Flexible source of electricity could be harnessed to drive molecular devices
Nanomachines sound like a great idea, but where is the nanobattery to power them? The problem could be solved with piezolelectric nanowires (NWs), tiny strips of matter a few atoms wide that give out electricity when they are flexed.
Zhong Lin Wang and his co-workers at Georgia Institute of Technology, Atlanta, US, were the first to observe a piezoelectric effect in NWs earlier this year.1 They caused a series of semiconducting zinc oxide (ZnO) NWs to bend by dragging the tip of an atomic force microscope (AFM) over a vertical array of NWs on a conducting surface.

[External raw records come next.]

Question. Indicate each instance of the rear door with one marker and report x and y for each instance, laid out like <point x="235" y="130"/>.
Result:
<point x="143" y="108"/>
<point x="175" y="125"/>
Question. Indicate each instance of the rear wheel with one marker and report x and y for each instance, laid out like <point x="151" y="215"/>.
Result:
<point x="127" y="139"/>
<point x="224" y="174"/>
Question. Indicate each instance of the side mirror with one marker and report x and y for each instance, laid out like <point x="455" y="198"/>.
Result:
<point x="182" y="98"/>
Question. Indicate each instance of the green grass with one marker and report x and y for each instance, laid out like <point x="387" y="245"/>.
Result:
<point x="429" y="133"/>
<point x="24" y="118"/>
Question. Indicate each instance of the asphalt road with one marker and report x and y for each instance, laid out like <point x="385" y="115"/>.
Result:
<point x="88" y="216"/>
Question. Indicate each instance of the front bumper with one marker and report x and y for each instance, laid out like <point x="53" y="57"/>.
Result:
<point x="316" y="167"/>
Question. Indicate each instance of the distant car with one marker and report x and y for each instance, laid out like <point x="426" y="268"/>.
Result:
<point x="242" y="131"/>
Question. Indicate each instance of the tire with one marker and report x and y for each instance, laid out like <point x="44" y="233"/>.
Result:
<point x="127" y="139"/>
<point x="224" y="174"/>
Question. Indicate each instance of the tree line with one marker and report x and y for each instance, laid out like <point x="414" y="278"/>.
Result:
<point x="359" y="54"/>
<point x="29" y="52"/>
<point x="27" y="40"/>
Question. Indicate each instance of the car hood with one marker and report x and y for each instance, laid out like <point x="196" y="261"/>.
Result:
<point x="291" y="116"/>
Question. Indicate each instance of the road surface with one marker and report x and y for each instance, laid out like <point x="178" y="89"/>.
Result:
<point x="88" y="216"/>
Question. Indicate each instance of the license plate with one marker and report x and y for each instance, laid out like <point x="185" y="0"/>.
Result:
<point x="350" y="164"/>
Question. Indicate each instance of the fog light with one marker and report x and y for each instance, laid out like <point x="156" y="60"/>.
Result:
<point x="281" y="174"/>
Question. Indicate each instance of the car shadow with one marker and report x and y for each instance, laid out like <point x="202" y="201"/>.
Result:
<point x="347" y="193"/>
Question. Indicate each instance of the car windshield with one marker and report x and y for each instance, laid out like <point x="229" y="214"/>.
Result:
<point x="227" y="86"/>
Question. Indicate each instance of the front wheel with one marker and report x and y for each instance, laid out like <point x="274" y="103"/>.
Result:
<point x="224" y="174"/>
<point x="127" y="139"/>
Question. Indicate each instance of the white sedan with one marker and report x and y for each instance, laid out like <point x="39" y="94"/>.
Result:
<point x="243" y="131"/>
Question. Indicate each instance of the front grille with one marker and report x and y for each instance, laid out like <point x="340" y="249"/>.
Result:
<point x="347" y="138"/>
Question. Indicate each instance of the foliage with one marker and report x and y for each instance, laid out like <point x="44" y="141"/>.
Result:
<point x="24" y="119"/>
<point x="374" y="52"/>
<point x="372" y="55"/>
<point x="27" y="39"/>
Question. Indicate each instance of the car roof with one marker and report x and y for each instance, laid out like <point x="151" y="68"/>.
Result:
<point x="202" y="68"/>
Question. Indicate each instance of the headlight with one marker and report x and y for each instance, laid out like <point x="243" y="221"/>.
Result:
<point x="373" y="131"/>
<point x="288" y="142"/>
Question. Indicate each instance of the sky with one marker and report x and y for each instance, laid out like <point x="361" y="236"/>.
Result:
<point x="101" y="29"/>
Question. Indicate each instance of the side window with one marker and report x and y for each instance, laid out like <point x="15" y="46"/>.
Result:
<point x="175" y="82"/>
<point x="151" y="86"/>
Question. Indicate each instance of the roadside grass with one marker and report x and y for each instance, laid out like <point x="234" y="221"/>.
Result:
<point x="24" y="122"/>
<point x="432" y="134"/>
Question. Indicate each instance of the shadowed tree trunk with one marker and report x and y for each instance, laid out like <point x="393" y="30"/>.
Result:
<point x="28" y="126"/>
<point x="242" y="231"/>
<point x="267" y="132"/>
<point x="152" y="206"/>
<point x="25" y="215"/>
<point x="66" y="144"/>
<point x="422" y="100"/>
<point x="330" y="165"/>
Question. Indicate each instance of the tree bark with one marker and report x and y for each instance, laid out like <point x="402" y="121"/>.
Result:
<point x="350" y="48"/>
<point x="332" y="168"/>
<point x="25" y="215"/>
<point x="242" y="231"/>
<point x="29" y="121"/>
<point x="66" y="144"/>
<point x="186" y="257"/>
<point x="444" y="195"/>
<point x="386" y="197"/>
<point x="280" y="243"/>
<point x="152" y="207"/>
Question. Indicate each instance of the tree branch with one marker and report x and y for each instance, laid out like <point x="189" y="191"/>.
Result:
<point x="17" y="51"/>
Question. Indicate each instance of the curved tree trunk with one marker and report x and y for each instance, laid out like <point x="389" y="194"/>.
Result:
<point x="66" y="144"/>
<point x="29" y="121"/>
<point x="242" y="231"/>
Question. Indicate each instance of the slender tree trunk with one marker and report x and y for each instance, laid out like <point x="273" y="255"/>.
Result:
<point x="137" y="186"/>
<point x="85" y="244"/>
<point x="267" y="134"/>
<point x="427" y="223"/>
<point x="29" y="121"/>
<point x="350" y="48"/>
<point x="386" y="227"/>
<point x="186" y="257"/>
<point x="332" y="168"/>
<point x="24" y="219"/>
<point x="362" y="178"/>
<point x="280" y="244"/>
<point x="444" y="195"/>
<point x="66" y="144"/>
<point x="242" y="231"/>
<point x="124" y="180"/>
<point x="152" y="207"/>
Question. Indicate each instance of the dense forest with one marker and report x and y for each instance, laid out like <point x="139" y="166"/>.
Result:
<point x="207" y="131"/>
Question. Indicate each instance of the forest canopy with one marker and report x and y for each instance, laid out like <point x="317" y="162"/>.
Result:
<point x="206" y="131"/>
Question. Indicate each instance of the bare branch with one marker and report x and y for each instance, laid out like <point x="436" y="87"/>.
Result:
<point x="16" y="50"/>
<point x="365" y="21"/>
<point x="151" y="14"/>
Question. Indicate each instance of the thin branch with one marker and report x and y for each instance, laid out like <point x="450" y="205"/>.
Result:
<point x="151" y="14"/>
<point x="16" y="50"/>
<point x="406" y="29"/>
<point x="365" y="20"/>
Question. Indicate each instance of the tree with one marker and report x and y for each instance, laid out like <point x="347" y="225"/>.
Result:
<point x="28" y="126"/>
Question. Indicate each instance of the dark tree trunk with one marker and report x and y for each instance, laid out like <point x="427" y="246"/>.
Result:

The strained NWs gave out an electric current which could be detected by the AFM. Once the tip passed over the wires and they sprung back to their upright position, the current returned to zero.
Wang has now studied the effect in a single NW and a single ’nanobelt’, a flattened version of the wire, to help understand how they could be integrated into self-powered nanodevices.
Wang believes that small arrays of NWs built on flexible supports could power biosensors, with the mechanical energy coming from muscle movement or blood flow. Remote sensors that could operate underwater and pressure sensors for aircraft are also realistic applications, he said. The research is reported in the journal Nano Letters.2 ’Our focus is now on fabrication and optimisation,’ Wang told Chemistry World, adding that ’we’ve made drastic progress in the last months’. He claims to have already solved several key problems, including how to flex the arrays without an AFM. ’We could put them in the heel of a shoe to generate electricity as you walk,’ he said.
Wang’s work was ’a really nice experiment’ said Darren Bagnall, a researcher with the Nanoscale Systems Integration group at the University of Southampton, UK. ’Nanodevices would only need a very small amount of energy, and these wires can provide that. Integrating the wires with devices that are useful is the real challenge.’